Alors que les monnaies numériques de banque centrale (CBDC) gagnent du terrain à l’échelle mondiale, l’e-CFA, projet porté par la BCEAO, reste encore à l’état embryonnaire dans l’Union économique et monétaire ouest-africaine. Lancée à titre expérimental, la version digitale du franc CFA n’a toujours pas dépassé sa phase pilote, et les perspectives de généralisation restent floues.
Sur le papier, l’objectif est clair. Il s’agit de moderniser les systèmes de paiement, renforcer l’inclusion financière et réduire les coûts des transactions dans une région où la bancarisation reste faible. L’e-CFA permettrait d’offrir un accès élargi à une monnaie fiable, sans passer par les canaux bancaires traditionnels. Mais dans les faits, l’ambition bute sur des freins persistants.
Les infrastructures numériques restent inégalement réparties, les cadres réglementaires encore insuffisants et les enjeux de cybersécurité préoccupent. De plus, les banques commerciales perçoivent parfois ces projets comme une menace pour leur modèle économique, ce qui freine leur collaboration active. Le manque de transparence sur les modalités techniques du projet ajoute à la confusion.
Dans un contexte où le débat monétaire prend une dimension symbolique forte, l’e-CFA illustre les tensions entre modernisation technologique et inertie institutionnelle. La BCEAO avance prudemment, consciente qu’un faux pas pourrait fragiliser davantage la crédibilité du franc CFA, déjà largement contesté dans plusieurs pays membres.

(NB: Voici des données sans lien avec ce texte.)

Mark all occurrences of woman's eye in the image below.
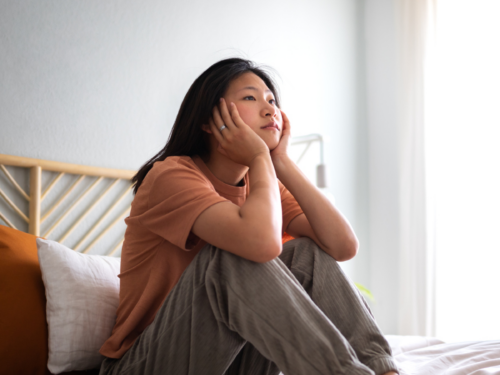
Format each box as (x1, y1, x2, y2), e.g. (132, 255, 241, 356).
(243, 96, 256, 101)
(269, 99, 276, 105)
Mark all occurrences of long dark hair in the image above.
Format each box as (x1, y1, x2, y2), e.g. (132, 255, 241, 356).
(132, 58, 281, 194)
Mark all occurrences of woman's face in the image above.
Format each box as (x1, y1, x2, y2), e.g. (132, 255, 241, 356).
(223, 72, 283, 150)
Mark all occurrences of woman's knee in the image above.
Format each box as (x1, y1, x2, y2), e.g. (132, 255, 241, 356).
(204, 243, 288, 280)
(281, 236, 321, 262)
(279, 237, 320, 272)
(283, 236, 318, 250)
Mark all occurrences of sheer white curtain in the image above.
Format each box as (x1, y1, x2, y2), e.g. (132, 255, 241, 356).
(396, 0, 500, 340)
(426, 0, 500, 342)
(395, 0, 436, 337)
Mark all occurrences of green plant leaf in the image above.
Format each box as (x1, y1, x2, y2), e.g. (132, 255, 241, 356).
(355, 283, 375, 302)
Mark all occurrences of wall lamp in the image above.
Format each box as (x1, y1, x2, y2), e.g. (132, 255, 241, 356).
(290, 133, 326, 188)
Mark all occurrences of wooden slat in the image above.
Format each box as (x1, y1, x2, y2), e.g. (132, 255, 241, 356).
(0, 187, 29, 223)
(42, 172, 65, 201)
(29, 166, 42, 235)
(0, 165, 30, 201)
(43, 177, 103, 238)
(74, 186, 132, 251)
(59, 179, 120, 243)
(41, 175, 85, 223)
(0, 210, 17, 229)
(108, 238, 124, 257)
(0, 154, 136, 180)
(82, 207, 130, 254)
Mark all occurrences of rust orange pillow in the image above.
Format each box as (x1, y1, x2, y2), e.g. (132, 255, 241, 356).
(0, 225, 51, 375)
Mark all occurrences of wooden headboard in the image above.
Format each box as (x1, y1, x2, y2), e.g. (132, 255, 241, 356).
(0, 154, 135, 256)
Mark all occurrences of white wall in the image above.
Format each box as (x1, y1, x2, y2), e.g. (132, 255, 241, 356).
(0, 0, 405, 333)
(0, 0, 360, 171)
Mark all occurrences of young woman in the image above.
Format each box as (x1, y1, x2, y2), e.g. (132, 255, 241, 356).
(99, 58, 399, 375)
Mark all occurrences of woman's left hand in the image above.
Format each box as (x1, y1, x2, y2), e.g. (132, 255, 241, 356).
(270, 109, 292, 163)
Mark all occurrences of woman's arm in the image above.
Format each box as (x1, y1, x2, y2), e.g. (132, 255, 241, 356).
(272, 112, 359, 261)
(192, 101, 283, 263)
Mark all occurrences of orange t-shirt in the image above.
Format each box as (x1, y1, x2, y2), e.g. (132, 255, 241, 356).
(99, 155, 304, 359)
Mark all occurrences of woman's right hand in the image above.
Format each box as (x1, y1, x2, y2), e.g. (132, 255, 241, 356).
(208, 98, 270, 166)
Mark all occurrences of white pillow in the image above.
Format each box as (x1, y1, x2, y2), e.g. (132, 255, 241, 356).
(36, 238, 120, 374)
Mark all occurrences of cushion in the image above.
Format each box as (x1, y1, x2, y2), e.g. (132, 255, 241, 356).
(37, 238, 120, 374)
(0, 225, 51, 375)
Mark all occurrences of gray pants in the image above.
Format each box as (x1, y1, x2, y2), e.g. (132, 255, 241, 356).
(100, 238, 399, 375)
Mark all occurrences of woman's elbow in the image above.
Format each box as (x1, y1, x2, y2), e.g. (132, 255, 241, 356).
(260, 247, 282, 263)
(245, 223, 282, 263)
(255, 243, 282, 263)
(250, 235, 282, 263)
(332, 237, 359, 262)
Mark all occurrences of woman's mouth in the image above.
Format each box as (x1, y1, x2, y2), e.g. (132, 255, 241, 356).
(261, 122, 280, 131)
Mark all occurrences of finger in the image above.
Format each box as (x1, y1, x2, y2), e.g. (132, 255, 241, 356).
(219, 98, 237, 129)
(280, 110, 292, 136)
(212, 105, 225, 130)
(209, 117, 225, 138)
(213, 103, 235, 132)
(209, 117, 219, 133)
(209, 118, 225, 144)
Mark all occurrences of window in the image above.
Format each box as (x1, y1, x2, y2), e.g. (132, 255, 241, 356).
(426, 0, 500, 342)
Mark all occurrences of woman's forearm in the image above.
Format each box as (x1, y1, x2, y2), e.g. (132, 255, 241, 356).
(273, 155, 358, 260)
(239, 154, 283, 251)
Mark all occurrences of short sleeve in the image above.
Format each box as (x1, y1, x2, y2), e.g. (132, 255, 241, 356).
(278, 180, 304, 234)
(135, 160, 228, 250)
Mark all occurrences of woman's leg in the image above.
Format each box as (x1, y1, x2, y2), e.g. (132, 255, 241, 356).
(224, 342, 280, 375)
(225, 237, 399, 375)
(100, 245, 247, 375)
(100, 242, 378, 375)
(278, 237, 399, 375)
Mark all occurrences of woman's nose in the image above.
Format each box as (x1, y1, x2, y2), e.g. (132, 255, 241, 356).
(263, 102, 278, 118)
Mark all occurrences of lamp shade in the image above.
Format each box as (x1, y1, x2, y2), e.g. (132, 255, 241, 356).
(316, 164, 327, 188)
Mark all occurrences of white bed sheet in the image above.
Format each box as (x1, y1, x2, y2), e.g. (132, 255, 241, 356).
(386, 335, 500, 374)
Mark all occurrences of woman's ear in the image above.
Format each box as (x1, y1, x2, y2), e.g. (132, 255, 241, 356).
(201, 124, 212, 134)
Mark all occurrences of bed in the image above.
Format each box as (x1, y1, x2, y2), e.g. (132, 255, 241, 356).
(0, 153, 133, 375)
(1, 152, 499, 375)
(386, 335, 500, 374)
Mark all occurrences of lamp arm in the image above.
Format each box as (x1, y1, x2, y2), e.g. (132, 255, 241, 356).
(290, 134, 326, 188)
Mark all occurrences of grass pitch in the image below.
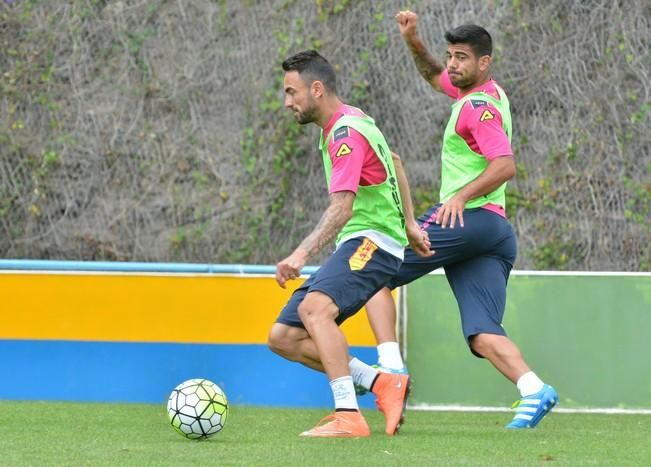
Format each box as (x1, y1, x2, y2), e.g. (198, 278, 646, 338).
(0, 402, 649, 466)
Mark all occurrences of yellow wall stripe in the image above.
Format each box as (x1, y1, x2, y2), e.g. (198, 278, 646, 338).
(1, 272, 377, 346)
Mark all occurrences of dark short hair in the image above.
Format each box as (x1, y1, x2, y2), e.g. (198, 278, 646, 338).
(281, 50, 337, 94)
(444, 24, 492, 57)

Le ralentissement du projet soulève une question plus large. Peut-on se contenter d’un outil numérique sans repenser les fondements politiques et économiques du cadre monétaire ouest-africain ? Car derrière l’innovation, c’est la souveraineté monétaire qui reste en suspens. Et sans réponse claire, la version digitale du CFA risque de n’être qu’un ravalement technologique d’un système toujours aussi centralisé.